Istomin and Dwyer argue that although some anthropologists have been quite supportive of the practical mastery model, studies from experimental psychology and other disciplines indicate that human wayfinding depends primarily on mental maps. However, these mental maps can be influenced by a wide variety of cultural and demographic factors, which makes practical mastery an integral component of mental map-making. Istomin and Dwyer's own ethnographic research on two northern Eurasian reindeer herding groups, the Komi and Nenets, demonstrates the ways in which mental maps vary according to specific cultural practices. The Komi and Nenets manage their reindeer herds in very different ways, with the Komi moving their herds among dispersed pasturelands linked by long migration routes, while the Nenets move their herds around within circumscribed regions they control. According to Istomin and Dwyer, these divergent practices lead to highly divergent mental maps of the same type of landscape the two groups more or less share.

From the perspective of an individual human actor, a mental map invokes an "allocentric" frame of reference, since it does not depend on locating the individual within the space being defined. A practical mastery model is fully "egocentric," given that all of its landmarks are based on the individual's self-perceived position in a sequence of localities. Tino Zaehle and colleagues (Brain Research 2007, 1137:92-103) have used functional magnetic resonance imaging to map the parts of the brain that are active during tasks of allocentric and egocentric navigation. The tasks were all auditory, to remove the possibly confounding effects of visual processing; for example, subjects were described a simple scene, and then asked questions about the spatial relationship among objects or with reference to themselves. Zaehle and colleagues found that the brain's processing of spatial information is generally hierarchical, involving a number of different brain areas (including visual areas despite the fact the subjects were not given visual stimuli), with egocentric processing largely constituting a subsystem of allocentric processing. Without worrying about the brain regions involved, it is reassuring to find that the two basic models of wayfinding derived from observations of real people moving around in the real world appear to have a valid cognitive basis, and vice versa.

From some scratches carved into a rock, indicating the location of game in a small valley 14,000 years ago to highly-processed images of a thinking brain on a computer screen, the human propensity for map-making has a long history.

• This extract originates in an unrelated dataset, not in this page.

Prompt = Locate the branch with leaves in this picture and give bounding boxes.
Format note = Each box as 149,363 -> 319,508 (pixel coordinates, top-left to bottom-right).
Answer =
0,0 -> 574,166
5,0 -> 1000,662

But in the same way that spoken language existed long before we had written languages, it is likely that mental maps, shared among our ancestors via language, have been around for much longer than the physical evidence of map-making would indicate. Maps are used for many things, but first and foremost among them is to plan ahead. This ability for "mental time travel," as Thomas Suddendorf and Michael Corballis (Behavioral and Brain Sciences 2007, 30:299-351) call it--to have the foresight to plan future actions--may have been an essential adaptation during the course of human brain evolution. When we map, we plan, and the ability to form mental maps and to share their contents with members of a social group may have provided our ancestors with a tremendous cognitive advantage.